Apparently the writing of books about religion and politics is an unrelenting enterprise, especially monographs that focus on the political activities of conservative evangelicals and fundamentalists in modern America. Daniel Williams, assistant professor of history at the University of West Georgia, adds to the spate of scholarly tomes on this provocative subject with an engaging, thoroughly researched investigation of the emergence and development of the Christian Right as a formidable force in American electoral politics. The author, who initially launched his work as a dissertation at Brown University, offers a plausible historical account of how Christian conservatives—after decades of political engagement—eventually gained considerable strength and influence in the Republican Party. At the same time, as Williams soberly observes, they discovered “that they could win elections, but not change the culture” (p. 8).
Professor Williams suggests in his introduction that the uniqueness of this project is to be found in his attempt to trace the roots of conservative Protestant political activism back to the 1920s, when many of them defended Prohibition and battled against the teaching of evolution in public schools. Unfortunately, he misses an opportunity to extend his historical analysis even further back by ignoring the contributions of Robert Handy’s A Christian America (2nd ed.; Oxford: Oxford University Press, 1984) and James Morone’s Hellfire Nation: The Politics of Sin in American History (Yale: Yale University Press, 2003), both of which convincingly demonstrate that the evangelical Protestant impulse to establish a Christian moral order actually originated in the colonial era and often revealed a complicated ideological mix. Furthermore, the campaign against alcoholic beverages in the United States was not just a fundamentalist endeavor; many progressive and even liberal Protestants enthusiastically supported Prohibition, while the theologically and culturally conservative J. Gresham Machen opposed it. So it is not entirely clear how Christian efforts in the public square during the post-World War I era fit into the broader patterns that Williams unfolds to explain the rise of the Religious Right.

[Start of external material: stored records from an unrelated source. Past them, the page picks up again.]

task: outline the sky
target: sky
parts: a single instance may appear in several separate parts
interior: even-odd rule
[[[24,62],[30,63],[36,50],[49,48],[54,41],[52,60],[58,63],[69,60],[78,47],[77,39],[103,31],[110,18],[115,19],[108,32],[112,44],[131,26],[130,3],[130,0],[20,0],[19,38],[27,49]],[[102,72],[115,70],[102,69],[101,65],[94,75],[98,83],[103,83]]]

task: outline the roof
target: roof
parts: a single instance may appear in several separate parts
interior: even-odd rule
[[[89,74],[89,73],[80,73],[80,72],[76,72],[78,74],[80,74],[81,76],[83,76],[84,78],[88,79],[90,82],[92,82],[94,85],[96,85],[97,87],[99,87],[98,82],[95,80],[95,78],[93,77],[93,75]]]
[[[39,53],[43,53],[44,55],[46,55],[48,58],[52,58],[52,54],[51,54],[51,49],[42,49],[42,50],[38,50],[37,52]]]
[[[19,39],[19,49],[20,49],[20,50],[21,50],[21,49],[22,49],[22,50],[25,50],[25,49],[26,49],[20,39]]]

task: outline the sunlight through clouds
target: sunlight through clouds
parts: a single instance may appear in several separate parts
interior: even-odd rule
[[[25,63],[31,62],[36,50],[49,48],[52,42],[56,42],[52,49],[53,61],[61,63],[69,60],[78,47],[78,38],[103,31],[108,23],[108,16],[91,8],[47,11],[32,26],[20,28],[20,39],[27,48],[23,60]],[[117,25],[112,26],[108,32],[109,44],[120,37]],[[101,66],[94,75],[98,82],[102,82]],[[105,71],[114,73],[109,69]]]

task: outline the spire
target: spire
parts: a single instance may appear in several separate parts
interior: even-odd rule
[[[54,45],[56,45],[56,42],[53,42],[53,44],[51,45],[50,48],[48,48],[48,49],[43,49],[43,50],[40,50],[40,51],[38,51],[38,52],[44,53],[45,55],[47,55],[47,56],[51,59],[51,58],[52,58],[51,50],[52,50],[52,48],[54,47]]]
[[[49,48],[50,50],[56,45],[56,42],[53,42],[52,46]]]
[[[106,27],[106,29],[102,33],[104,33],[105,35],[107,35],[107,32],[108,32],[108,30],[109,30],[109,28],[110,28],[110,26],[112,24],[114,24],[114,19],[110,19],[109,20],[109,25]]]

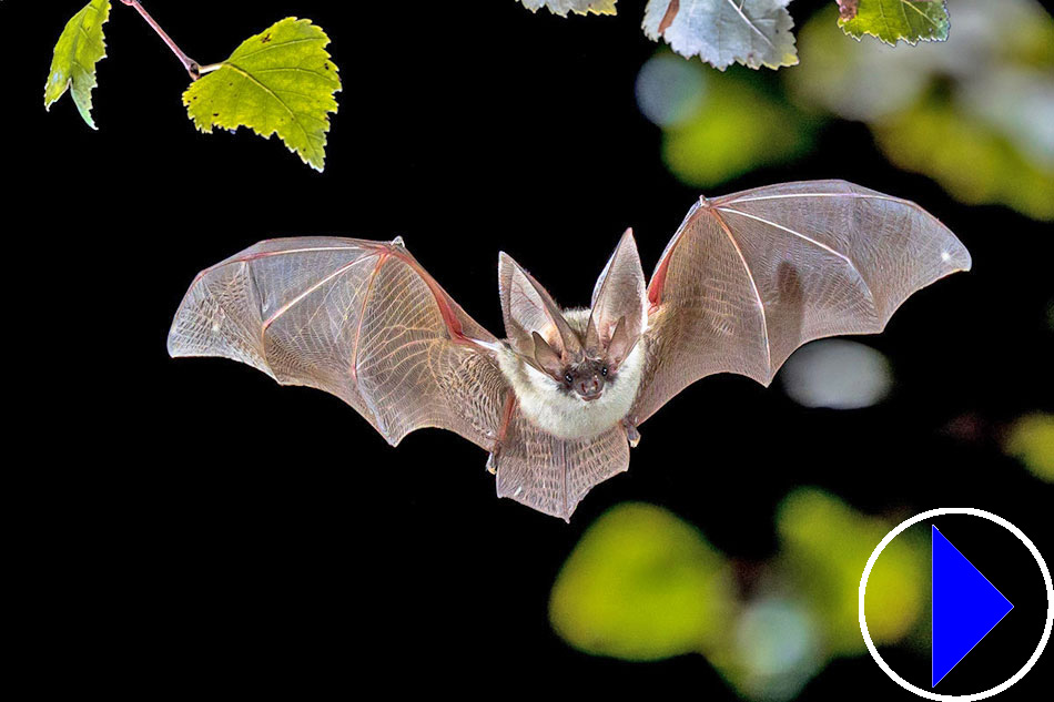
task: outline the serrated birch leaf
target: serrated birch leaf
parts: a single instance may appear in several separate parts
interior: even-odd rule
[[[325,51],[330,38],[310,20],[286,18],[234,50],[183,93],[194,126],[247,126],[270,139],[277,133],[290,151],[316,171],[325,166],[330,112],[337,111],[337,67]],[[206,71],[212,67],[205,67]]]
[[[576,14],[615,14],[615,3],[618,0],[520,0],[524,7],[531,12],[540,8],[548,8],[549,12],[567,17],[568,12]]]
[[[838,26],[854,39],[878,37],[888,44],[898,41],[944,41],[950,22],[944,0],[861,0],[851,19]]]
[[[69,90],[78,111],[92,129],[95,122],[91,119],[91,91],[98,84],[95,63],[107,55],[102,26],[109,18],[110,0],[92,0],[67,22],[54,45],[51,71],[44,84],[45,110]]]
[[[645,34],[722,71],[732,63],[777,69],[798,63],[790,0],[649,0]]]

Nevertheless, the ensuing chapters include many colorful vignettes that enliven Williams’s chronicle. For example, evangelist Billy Graham surfaces several times in the book, particularly in regard to his sometimes naïve relationships with American presidents. Moreover, the author examines other politically outspoken preachers like Carl McIntire, John R. Rice, Billy James Hargis, Bob Jones Jr., Bob Jones III, Jerry Falwell, Pat Robertson, and Tim LaHaye. He likewise is alert to the political impact of evangelical thinkers like Francis Schaeffer. Williams also treats institutional issues as he weighs the positions and effectiveness of groups such as the National Association of Evangelicals, the Moral Majority, Concerned Women for America, the Family Research Council, and the Christian Coalition. His overall scope is both ambitious and breathtaking.
At times, however, Williams exhibits some sloppiness in his handling of factual matters. For instance, his discussion of Harold Ockenga’s endorsement of Richard Nixon in 1972 refers to the Boston minister’s presidency of “Gordon-Conwell College and theological seminary” (p. 102), suggesting a fuzzy awareness of evangelical higher education. In addition, he mistakenly labels Harold Hughes, the late Democratic senator from Iowa, as a Republican (pp. 121–22). Perhaps Williams’s most egregious gaffe concerns Jack Kemp’s religious identity. In two distinct contexts he depicts the Republican vice presidential candidate in 1996 as a Roman Catholic (pp. 208, 240), even though Kemp was raised in a Christian Science home and later became a Presbyterian. In a similar vein, Williams describes Republican speechwriter Connie Marshner’s husband as “a Catholic seminarian” (p. 135). These errors hardly inspire confidence in the author’s attention to detail.
In the final analysis, God’s Own Party succeeds in providing an informative perspective on the culture wars that have permeated the American political scene for the last several decades. At the same time, it is not so evident that Williams has achieved his goal of presenting “a chronological history of the Christian Right” (p. 9). Overall, his generalizations about conservative Christian political behavior are not sufficiently nuanced. He offers substantial data, which is often gleaned from archival sources, but ultimately he fails to connect all the dots. Hence, the terms “evangelical,” “fundamentalist,” and “Christian Right” are commonly employed as virtual synonyms, which implies far more historical continuity in Christian activism than is actually the case. For example, both Billy Graham and Jerry Falwell figure prominently in Williams’s story, yet their styles, roles, and particular policy positions sometimes varied significantly. While Falwell was clearly part of the Christian Right, Graham cannot be so easily linked to it. In short, Williams’s conceptual approach misses some of the complexity that is has been manifest in the tangled threads of evangelical and fundamentalist political engagement in modern America.